I like the design of the entire poster.
I like the emphasis of images over words.
I like the unique style of the truck's disintegration.
I love that the town of Tuzla ("salt") here is symbolized by a tiny but stubborn goat.
Daoud Sarhandi explains what the poster commemorates:
"On May 15, 1992, JNA soldiers attempted to leave their garrison near the center of Tuzla with their weapons. Their plan was to encircle the town before shelling it into submission, as they had done throughout Bosnia. Unlike in many other towns, however, Tuzla had prepared for likely Serb aggression and there were snipers placed on high buildings along the JNA’s route. The JNA opened fire before they left town, but the snipers managed to pick off drivers in the leading trucks, blocking the convoy’s forward movement. Before long the entire convoy was in flames. This was the JNA’s first defeat in Bosnia, and it undoubtedly saved Tuzla from being ethnically cleansed and occupied by the Serbs."
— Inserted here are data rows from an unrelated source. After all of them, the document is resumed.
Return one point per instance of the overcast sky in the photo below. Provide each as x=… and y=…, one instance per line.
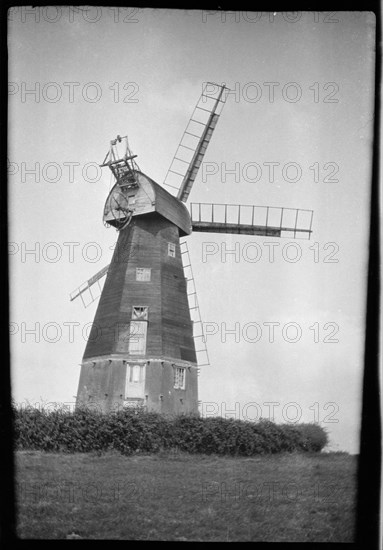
x=140, y=72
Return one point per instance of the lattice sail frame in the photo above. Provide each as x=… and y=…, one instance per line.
x=273, y=221
x=188, y=158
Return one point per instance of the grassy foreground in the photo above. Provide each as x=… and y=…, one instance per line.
x=283, y=497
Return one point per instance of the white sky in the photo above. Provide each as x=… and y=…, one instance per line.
x=168, y=55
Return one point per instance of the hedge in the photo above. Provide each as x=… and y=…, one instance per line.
x=136, y=430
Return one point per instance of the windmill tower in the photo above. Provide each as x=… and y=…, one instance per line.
x=146, y=343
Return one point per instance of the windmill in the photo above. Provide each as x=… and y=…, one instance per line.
x=147, y=344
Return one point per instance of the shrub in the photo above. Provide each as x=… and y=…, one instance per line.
x=135, y=430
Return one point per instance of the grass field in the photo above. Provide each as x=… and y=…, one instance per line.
x=288, y=497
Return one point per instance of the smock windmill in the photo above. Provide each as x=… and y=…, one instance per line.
x=147, y=343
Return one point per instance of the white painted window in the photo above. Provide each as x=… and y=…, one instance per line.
x=179, y=378
x=172, y=250
x=137, y=337
x=140, y=313
x=143, y=273
x=135, y=374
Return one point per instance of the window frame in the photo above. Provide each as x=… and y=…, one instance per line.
x=172, y=250
x=176, y=383
x=145, y=271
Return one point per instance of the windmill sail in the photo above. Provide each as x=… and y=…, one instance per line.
x=198, y=334
x=195, y=140
x=251, y=220
x=84, y=291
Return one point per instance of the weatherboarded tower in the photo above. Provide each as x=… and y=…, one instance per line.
x=141, y=348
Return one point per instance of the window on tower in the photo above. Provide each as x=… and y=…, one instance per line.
x=179, y=378
x=135, y=374
x=143, y=273
x=137, y=337
x=140, y=313
x=172, y=250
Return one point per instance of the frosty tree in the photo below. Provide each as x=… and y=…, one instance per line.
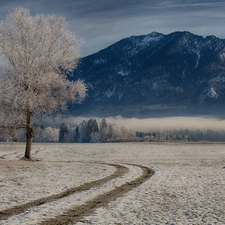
x=37, y=53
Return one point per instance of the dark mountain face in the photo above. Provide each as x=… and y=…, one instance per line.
x=153, y=74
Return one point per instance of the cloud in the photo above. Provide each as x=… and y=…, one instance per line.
x=151, y=124
x=103, y=22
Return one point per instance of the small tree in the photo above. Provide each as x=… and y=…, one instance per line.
x=37, y=53
x=64, y=133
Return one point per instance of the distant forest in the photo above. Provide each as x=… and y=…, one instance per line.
x=91, y=131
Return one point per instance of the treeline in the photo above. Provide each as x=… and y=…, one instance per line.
x=90, y=131
x=183, y=135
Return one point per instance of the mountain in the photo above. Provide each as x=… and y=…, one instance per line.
x=154, y=75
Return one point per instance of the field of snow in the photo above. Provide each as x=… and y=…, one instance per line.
x=187, y=185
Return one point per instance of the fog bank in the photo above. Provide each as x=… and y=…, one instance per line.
x=151, y=124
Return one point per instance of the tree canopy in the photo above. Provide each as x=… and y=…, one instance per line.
x=37, y=54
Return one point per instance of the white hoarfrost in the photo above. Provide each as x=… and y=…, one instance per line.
x=211, y=93
x=187, y=187
x=38, y=53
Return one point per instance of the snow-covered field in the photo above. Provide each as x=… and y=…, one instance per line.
x=188, y=186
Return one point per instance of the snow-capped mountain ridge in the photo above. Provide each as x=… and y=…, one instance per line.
x=179, y=69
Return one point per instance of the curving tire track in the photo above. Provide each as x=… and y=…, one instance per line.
x=75, y=213
x=121, y=170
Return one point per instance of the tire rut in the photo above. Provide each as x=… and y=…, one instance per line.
x=121, y=170
x=75, y=214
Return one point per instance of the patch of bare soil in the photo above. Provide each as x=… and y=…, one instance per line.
x=75, y=214
x=121, y=170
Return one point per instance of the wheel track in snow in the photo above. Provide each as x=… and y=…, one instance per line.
x=75, y=213
x=23, y=207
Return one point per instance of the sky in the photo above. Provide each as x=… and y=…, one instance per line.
x=101, y=23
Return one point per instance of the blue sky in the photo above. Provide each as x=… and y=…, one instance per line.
x=103, y=22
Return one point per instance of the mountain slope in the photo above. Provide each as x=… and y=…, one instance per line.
x=139, y=74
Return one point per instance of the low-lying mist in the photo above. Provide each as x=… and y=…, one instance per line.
x=150, y=124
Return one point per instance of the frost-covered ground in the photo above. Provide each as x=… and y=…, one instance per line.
x=188, y=186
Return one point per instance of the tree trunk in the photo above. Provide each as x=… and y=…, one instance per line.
x=29, y=135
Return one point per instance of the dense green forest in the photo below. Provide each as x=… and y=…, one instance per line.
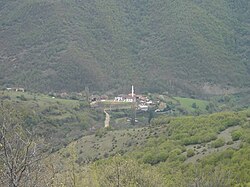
x=206, y=150
x=185, y=47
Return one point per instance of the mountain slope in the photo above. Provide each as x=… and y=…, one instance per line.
x=179, y=46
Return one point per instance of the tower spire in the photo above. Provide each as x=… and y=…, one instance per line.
x=132, y=91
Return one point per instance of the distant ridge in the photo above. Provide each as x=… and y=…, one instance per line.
x=157, y=45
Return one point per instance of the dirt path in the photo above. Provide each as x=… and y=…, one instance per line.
x=107, y=119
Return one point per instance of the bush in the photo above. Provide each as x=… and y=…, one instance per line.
x=218, y=143
x=236, y=135
x=190, y=153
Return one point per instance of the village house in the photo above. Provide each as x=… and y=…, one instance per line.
x=16, y=89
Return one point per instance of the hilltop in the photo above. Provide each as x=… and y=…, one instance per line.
x=185, y=47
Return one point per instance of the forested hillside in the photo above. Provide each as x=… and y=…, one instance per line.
x=193, y=46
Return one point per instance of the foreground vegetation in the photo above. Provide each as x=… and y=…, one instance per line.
x=65, y=144
x=208, y=150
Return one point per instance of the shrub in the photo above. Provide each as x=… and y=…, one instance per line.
x=218, y=143
x=236, y=135
x=190, y=153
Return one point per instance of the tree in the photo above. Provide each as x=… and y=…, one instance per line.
x=20, y=155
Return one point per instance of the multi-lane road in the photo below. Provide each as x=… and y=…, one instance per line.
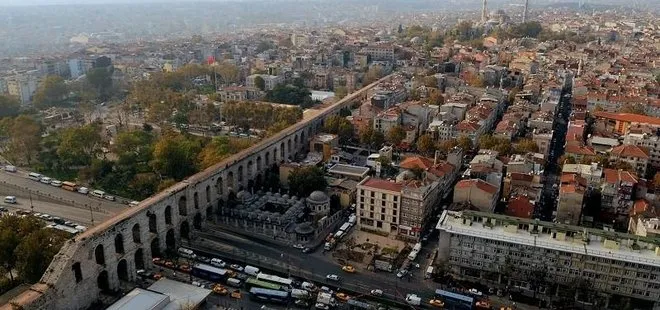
x=44, y=198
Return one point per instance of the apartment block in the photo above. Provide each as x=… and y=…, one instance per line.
x=549, y=259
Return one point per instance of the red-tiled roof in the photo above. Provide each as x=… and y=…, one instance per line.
x=520, y=206
x=383, y=184
x=482, y=185
x=580, y=150
x=629, y=150
x=613, y=175
x=416, y=161
x=629, y=117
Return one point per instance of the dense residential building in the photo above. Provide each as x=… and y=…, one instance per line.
x=548, y=259
x=636, y=156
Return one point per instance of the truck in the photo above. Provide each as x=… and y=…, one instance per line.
x=413, y=300
x=325, y=298
x=250, y=270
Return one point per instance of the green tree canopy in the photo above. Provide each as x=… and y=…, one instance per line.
x=425, y=144
x=51, y=92
x=303, y=181
x=9, y=106
x=175, y=155
x=260, y=83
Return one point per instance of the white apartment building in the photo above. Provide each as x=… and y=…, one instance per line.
x=380, y=52
x=379, y=205
x=551, y=259
x=270, y=81
x=650, y=142
x=22, y=87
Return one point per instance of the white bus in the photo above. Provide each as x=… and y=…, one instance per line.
x=274, y=279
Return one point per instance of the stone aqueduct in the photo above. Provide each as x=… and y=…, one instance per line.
x=104, y=256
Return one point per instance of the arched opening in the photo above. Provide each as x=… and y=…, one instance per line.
x=168, y=215
x=102, y=281
x=153, y=227
x=197, y=221
x=230, y=179
x=136, y=233
x=139, y=259
x=240, y=175
x=183, y=208
x=155, y=248
x=219, y=186
x=122, y=270
x=119, y=244
x=170, y=240
x=99, y=255
x=185, y=230
x=77, y=271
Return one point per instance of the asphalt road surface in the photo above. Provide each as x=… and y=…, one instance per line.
x=55, y=200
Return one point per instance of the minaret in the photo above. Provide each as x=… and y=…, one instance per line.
x=484, y=14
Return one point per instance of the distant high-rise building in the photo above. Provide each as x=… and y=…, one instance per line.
x=484, y=12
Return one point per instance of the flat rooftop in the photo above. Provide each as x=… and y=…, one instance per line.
x=506, y=229
x=349, y=170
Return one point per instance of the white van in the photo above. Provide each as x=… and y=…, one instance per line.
x=252, y=271
x=98, y=193
x=234, y=282
x=188, y=253
x=34, y=176
x=218, y=262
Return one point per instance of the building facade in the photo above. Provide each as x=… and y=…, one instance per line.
x=551, y=260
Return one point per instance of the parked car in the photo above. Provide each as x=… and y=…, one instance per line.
x=332, y=277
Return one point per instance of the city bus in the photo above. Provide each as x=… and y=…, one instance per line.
x=208, y=272
x=454, y=300
x=274, y=279
x=70, y=186
x=274, y=296
x=253, y=282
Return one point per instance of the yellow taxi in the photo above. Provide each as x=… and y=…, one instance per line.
x=342, y=297
x=437, y=303
x=236, y=294
x=220, y=290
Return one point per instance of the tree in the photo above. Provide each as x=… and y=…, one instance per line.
x=101, y=80
x=303, y=181
x=50, y=92
x=425, y=144
x=9, y=106
x=24, y=136
x=395, y=135
x=634, y=108
x=79, y=145
x=436, y=98
x=175, y=155
x=34, y=253
x=431, y=81
x=341, y=92
x=526, y=146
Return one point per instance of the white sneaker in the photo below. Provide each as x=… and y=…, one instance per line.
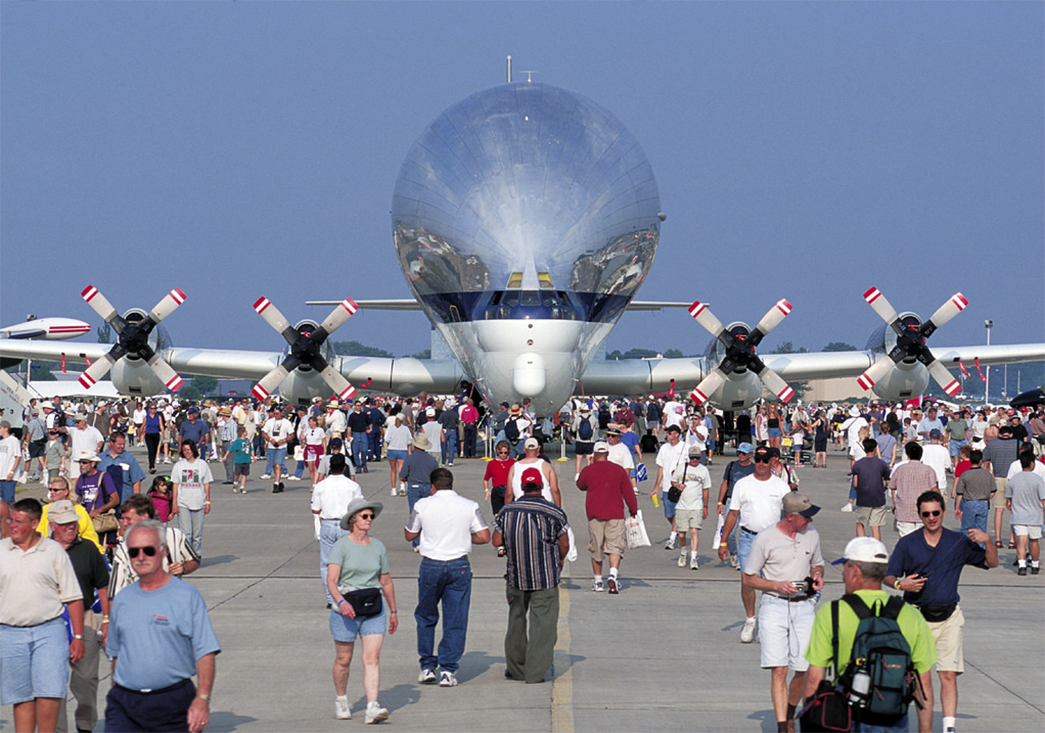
x=341, y=709
x=375, y=713
x=747, y=635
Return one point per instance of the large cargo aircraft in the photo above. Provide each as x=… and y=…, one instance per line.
x=526, y=219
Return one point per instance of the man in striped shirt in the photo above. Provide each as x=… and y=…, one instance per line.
x=534, y=532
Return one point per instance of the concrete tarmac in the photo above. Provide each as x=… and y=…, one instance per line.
x=664, y=655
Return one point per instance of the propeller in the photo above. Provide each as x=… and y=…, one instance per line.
x=911, y=338
x=132, y=338
x=305, y=348
x=740, y=351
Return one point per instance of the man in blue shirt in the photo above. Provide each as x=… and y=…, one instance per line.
x=117, y=455
x=159, y=637
x=927, y=566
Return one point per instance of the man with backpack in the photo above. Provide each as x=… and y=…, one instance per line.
x=881, y=633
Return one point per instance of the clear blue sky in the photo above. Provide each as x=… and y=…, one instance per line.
x=803, y=150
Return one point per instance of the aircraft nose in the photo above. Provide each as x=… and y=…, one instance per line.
x=529, y=374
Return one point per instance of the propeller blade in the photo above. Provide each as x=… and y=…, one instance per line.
x=101, y=306
x=881, y=305
x=165, y=372
x=772, y=319
x=97, y=370
x=945, y=313
x=274, y=318
x=346, y=308
x=338, y=383
x=705, y=318
x=707, y=387
x=270, y=382
x=167, y=305
x=944, y=378
x=875, y=372
x=775, y=384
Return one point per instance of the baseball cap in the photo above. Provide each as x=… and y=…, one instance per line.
x=62, y=512
x=795, y=503
x=864, y=550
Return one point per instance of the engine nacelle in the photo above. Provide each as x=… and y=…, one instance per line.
x=906, y=380
x=135, y=378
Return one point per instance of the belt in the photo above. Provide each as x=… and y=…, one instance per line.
x=169, y=688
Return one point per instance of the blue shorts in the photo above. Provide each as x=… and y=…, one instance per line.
x=346, y=630
x=36, y=662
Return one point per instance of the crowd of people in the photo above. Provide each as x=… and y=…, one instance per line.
x=904, y=456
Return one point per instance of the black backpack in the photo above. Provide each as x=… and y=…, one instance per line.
x=880, y=680
x=584, y=431
x=512, y=430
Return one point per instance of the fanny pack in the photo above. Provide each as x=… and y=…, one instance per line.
x=935, y=614
x=365, y=602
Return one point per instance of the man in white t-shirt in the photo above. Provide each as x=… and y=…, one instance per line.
x=448, y=525
x=756, y=505
x=669, y=457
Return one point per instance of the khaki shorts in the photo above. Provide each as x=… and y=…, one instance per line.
x=606, y=537
x=872, y=516
x=1031, y=531
x=948, y=637
x=689, y=519
x=999, y=496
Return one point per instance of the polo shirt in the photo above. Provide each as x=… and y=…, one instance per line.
x=776, y=556
x=446, y=522
x=760, y=503
x=942, y=564
x=912, y=625
x=158, y=636
x=35, y=583
x=332, y=495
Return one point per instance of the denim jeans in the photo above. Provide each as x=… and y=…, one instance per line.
x=330, y=532
x=974, y=514
x=415, y=493
x=449, y=447
x=360, y=443
x=274, y=457
x=448, y=582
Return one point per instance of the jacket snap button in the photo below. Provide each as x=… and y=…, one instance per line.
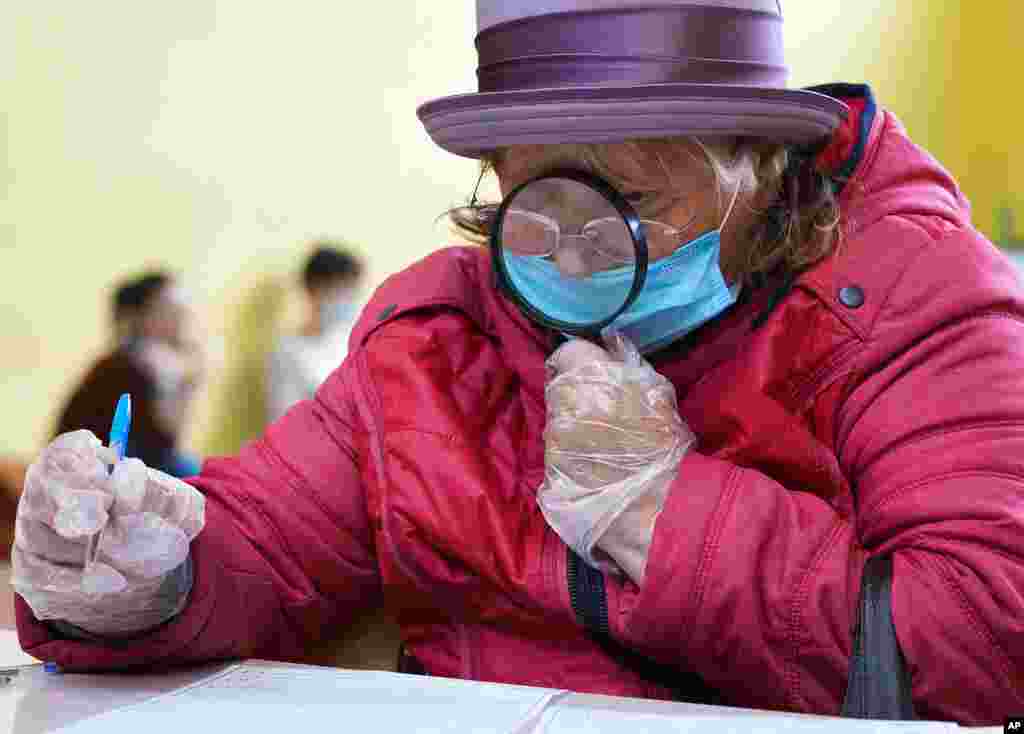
x=852, y=296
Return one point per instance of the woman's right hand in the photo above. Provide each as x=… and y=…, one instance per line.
x=144, y=519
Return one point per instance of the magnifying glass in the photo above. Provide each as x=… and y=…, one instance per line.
x=569, y=251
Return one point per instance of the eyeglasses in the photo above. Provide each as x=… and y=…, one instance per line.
x=601, y=244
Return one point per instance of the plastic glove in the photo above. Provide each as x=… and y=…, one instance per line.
x=613, y=442
x=145, y=520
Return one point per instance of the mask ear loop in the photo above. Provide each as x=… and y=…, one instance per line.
x=728, y=212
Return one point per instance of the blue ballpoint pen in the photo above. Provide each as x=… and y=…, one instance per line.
x=120, y=428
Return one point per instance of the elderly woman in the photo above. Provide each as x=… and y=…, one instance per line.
x=793, y=479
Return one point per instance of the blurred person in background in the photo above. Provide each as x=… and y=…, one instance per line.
x=12, y=471
x=159, y=360
x=302, y=361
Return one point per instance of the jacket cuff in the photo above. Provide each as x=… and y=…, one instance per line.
x=172, y=594
x=197, y=633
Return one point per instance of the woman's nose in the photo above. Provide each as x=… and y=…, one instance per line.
x=570, y=262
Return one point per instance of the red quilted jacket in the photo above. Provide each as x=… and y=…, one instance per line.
x=879, y=408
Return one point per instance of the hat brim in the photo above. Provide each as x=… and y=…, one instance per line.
x=471, y=125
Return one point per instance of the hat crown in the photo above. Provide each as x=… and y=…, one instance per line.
x=545, y=44
x=495, y=12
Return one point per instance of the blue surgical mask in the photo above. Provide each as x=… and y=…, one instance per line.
x=681, y=293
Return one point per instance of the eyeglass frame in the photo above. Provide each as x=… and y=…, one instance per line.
x=552, y=225
x=633, y=223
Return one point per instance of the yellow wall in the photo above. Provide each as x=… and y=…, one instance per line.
x=217, y=136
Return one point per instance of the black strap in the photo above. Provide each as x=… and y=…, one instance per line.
x=880, y=683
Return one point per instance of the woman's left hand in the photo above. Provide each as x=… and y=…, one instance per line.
x=613, y=442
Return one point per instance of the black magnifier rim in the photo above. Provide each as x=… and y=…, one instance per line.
x=632, y=221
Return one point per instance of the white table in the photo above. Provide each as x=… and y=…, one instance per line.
x=38, y=702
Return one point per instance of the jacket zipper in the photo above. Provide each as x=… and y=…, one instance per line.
x=587, y=594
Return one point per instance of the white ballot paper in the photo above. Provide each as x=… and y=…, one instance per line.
x=271, y=698
x=258, y=697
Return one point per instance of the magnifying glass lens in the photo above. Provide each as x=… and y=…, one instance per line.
x=567, y=253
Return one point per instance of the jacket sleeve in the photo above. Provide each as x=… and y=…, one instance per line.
x=755, y=586
x=286, y=552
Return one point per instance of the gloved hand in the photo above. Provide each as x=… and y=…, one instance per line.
x=613, y=441
x=145, y=520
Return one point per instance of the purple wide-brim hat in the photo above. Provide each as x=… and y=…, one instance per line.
x=606, y=71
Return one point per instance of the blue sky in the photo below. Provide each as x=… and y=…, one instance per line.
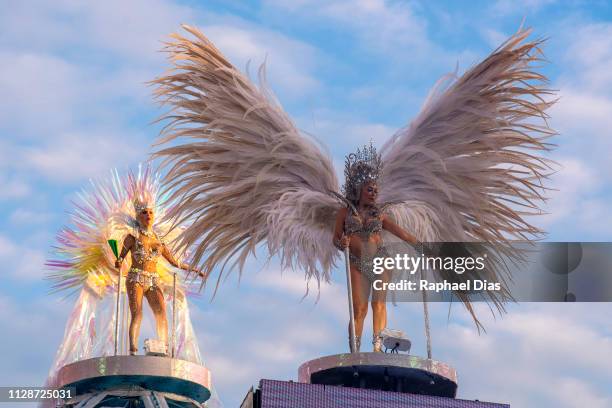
x=74, y=104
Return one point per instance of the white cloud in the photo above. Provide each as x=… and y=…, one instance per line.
x=510, y=7
x=382, y=26
x=22, y=216
x=78, y=156
x=13, y=187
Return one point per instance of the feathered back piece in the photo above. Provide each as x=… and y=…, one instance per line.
x=470, y=166
x=359, y=168
x=240, y=169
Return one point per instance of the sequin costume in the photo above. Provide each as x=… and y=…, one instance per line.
x=148, y=280
x=364, y=263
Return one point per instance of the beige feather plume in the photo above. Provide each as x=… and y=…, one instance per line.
x=241, y=171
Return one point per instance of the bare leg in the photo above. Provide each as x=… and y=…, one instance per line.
x=156, y=300
x=379, y=311
x=135, y=300
x=360, y=291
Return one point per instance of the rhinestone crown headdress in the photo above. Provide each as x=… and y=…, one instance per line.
x=360, y=167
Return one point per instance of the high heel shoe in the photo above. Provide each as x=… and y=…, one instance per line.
x=377, y=342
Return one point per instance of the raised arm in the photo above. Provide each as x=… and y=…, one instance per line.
x=398, y=231
x=128, y=244
x=340, y=240
x=173, y=261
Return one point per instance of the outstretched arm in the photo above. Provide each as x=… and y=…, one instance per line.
x=398, y=231
x=128, y=243
x=341, y=241
x=172, y=260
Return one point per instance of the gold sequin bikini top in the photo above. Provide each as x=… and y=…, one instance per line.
x=354, y=225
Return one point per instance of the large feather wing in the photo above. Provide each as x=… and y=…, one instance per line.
x=239, y=168
x=470, y=166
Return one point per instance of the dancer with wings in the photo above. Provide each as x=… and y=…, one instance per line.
x=470, y=167
x=131, y=210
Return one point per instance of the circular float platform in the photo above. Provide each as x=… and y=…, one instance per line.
x=129, y=376
x=382, y=371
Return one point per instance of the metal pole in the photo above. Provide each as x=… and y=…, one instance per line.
x=117, y=311
x=352, y=337
x=173, y=311
x=425, y=312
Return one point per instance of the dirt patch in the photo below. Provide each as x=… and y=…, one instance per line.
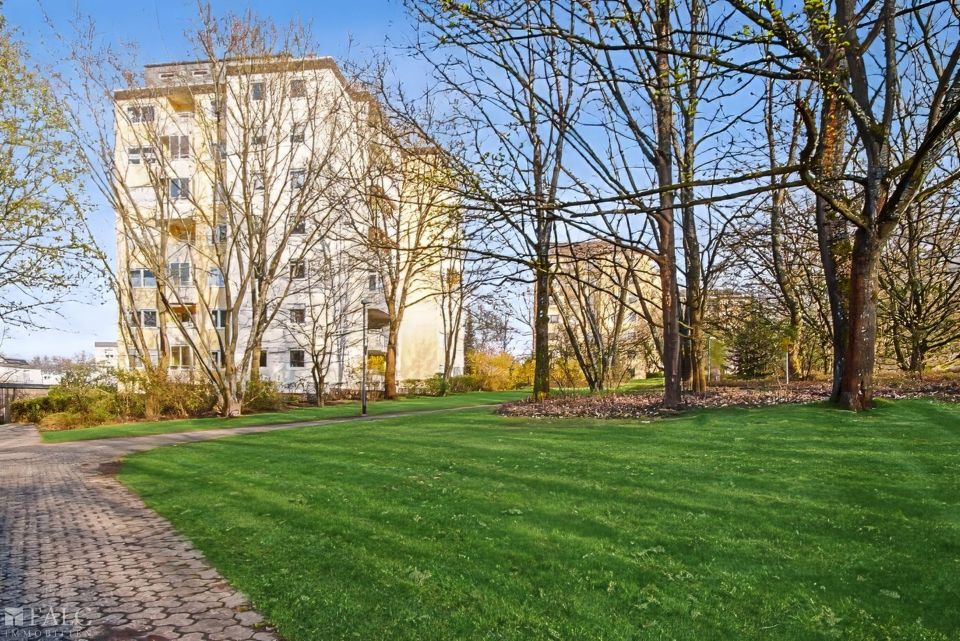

Though I completely support the heroism of the Bosniaks, before we reflexively toe the NPR party line here, one way to consider the weirdness of all this is to imagine America using artillery to remove an ethnic group and then imagine that a local ragtag militia, led by a Timothy McVeigh (Patriot? Murderous nut? Returning war-hero turned mental?) wins. Can we even imagine it? Could Mayor Bloomberg bring the US Army to shell downtown Harlem to clear the way for another Magic Johnson Shopping Center on 125th Street? And if he did but the Black Panthers miraculously fended off the official US Army, guys in blue jeans defeating guys in Kevlar vests, how would we feel? What if there were a version of M.O.V.E. in Philadelphia that weren’t nuts? It’s a really really weird idea. This poster then might just as well say, Harlem, 2009 or something. If it did, whom would you support? I’m getting a little (okay, way) far out here. Back to reality.
Americans should study the post-Tito breakup of Yugoslavia and its CRAZY 1990s aftermath. We could wrestle with all kinds of really meaningful questions that could be then extended to 2007 and US foreign policy. What were the contradictions in choosing who we supported? Why did the Christians, Commies, and Bosniaks do what they did?
What does “patriotism” mean, who was patriotic? Is anyone who joins any army on any side patriotic? Again, was Timothy McVeigh a patriot ? (I’m just trying to be provocative there.) Who are “the Muslims”? All of these questions were stood on their head and turned inside out in any history of the late 20th Century Yugoslavia.
Learning this we could move beyond WWII as the only thing anyone seems to use as an example. It would sure elevate discussions of foreign policy if Joe Six Pack / The New York Post could make a point without bringing up Der Fuhrer, a completely overworked, hyperbolic example of … of nothing. The Third Reich is not a nuanced illustration of ANYTHING. Nazis are a tired, cliché example misapplied and misleading, a lazy argument, our anti-Nazi righteousness a dangerous comfort.
The poster image and caption were taken from a 200 page catalog of wartime Yugo posters, "Evil Doesn't Live Here" (ISBN 1-56898-268-2, Princeton Architectural Press)

Extremists of all kinds dislike the humanization of their enemies.
Fundamentalist Christians and Extremist Muslims alike would rather portray others as less than human because all is lost if their children see the other as nice people. ( as in the Running of The Jews in Borat). They might be tempted to stray from the One True God, or in God at all.
( heaven forbid)
Freedom to believe as one wishes is one of the main truths in this country. Or it was. This is where I fear I come off as a hippie. Live and let live, man. Save the environment too. Far out!